The two scenes, from Dr. Wang standing on the wide and
bright marble stairs with his hands proudly folded in front
of him, announcing with a smile to the reporters about the
successful operation, to the second scene of meeting the
reporters briefing them of the failed operation and quickly
running downstairs, as if to escape from the scene, are two
parts of one life. These two scenes must be connected.
The brilliance of the movie is to have the audience see and
experience the double journey Dr. Wang has to take unawares
to him. On the way to cure Kajia, Dr Wang begins a journey
to heal the inner wounds he had suffered since his
childhood, a mental scar invisible to the eye.
90 minutes went by.
When I saw my daughter, who was born and raised in America,
cry, I thanked Dr. Wang and Sight for bringing my family
closer together. In 90 minutes SIGHT did what I could not
for a dozen years! In Dr. Wang's story, my daughter sees the
glimpse of her mother's childhood for real!
My generation, mine and Dr. Wang’s , growing up in the 60s,
there wasn’t education available to us due to the 10-year
cultural revolution. Lot of us really didn’t have enough to
eat, everything was rationed, sometimes we even had to go to
bed with an empty stomach, counting stars unable to sleep
wondering where the next meal would be……。
But none of us gave up.
We worked hard and we created a life we chose. And we chose
to be decent, successful, responsible and joyful.
We choose to be good citizens, good neighbors, good parents
and good friends.
Like Dr Wang I came to America in the early 80S for my PhD.
Through hard work and hope and faith, we become who we are
today: proud Chinese living in a proud country called
America.
SIGHT has led the way. Let’s follow in the company of
friends and family, with music and dance... for a better
and kinder world tomorrow.
Lastly, I must thank David Fisher the producer who met Dr.
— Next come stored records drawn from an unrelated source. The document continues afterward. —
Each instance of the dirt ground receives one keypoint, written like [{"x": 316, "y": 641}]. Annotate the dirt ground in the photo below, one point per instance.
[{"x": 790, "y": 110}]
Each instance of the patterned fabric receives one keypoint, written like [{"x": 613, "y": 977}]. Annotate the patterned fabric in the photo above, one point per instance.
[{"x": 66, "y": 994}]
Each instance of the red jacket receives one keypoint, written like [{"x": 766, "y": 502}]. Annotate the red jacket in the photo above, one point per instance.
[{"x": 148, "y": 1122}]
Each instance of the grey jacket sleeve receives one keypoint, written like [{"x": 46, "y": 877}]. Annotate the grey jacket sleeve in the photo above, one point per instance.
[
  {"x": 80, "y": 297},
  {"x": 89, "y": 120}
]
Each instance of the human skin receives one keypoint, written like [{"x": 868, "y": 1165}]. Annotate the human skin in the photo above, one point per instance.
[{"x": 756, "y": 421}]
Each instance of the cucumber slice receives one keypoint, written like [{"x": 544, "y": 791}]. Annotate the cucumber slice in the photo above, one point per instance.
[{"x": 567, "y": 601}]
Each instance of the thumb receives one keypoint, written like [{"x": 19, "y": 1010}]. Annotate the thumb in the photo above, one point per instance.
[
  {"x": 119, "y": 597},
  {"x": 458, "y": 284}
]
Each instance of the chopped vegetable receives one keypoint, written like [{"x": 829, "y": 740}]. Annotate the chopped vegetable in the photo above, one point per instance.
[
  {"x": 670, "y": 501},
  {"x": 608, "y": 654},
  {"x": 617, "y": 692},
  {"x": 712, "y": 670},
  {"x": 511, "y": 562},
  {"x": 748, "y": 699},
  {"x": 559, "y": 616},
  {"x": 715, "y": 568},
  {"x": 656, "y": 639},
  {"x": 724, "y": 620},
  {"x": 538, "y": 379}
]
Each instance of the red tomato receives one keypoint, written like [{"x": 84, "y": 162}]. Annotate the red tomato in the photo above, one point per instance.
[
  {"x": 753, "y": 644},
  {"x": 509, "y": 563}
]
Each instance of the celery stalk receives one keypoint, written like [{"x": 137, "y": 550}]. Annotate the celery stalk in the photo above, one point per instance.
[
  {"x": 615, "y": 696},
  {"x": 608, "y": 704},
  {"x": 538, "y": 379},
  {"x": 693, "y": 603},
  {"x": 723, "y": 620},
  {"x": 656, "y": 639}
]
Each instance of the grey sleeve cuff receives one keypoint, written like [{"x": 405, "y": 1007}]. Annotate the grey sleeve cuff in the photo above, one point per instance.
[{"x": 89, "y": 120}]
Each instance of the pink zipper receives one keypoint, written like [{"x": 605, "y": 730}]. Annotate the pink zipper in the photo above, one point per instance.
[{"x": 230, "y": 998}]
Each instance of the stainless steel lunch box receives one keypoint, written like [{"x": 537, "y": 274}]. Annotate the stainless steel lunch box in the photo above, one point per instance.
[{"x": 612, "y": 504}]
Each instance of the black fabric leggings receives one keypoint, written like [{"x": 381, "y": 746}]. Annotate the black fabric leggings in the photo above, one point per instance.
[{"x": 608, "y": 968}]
Wang in 2004. He immediately decided to produce the movie.
And he did, inspire of the pandemic and all the hurdles.
“This is for my Chinese grandmother too. I always wanted to
do something in her honor,” said David when we met at the
Oscar screening evening on May 25, day after the movie’s
grand opening.
Terry Chen, who made Dr Wang alive on the big screen, is
truly recommendable for his professionalism! Terry, born in
Vancouver, Canada, with a British accent, must portray Dr
Wang as real as possible- Dr Wang is alive and people will
compare the differences and similarities. In six weeks
working with Dr. Wang, Terry for instance had changed his
intonation to comply with Dr. Wang’s way of talking,
controlled on the surface but quietly passionate underneath.
“I hope I have done a good job,” smiled Terry amicably.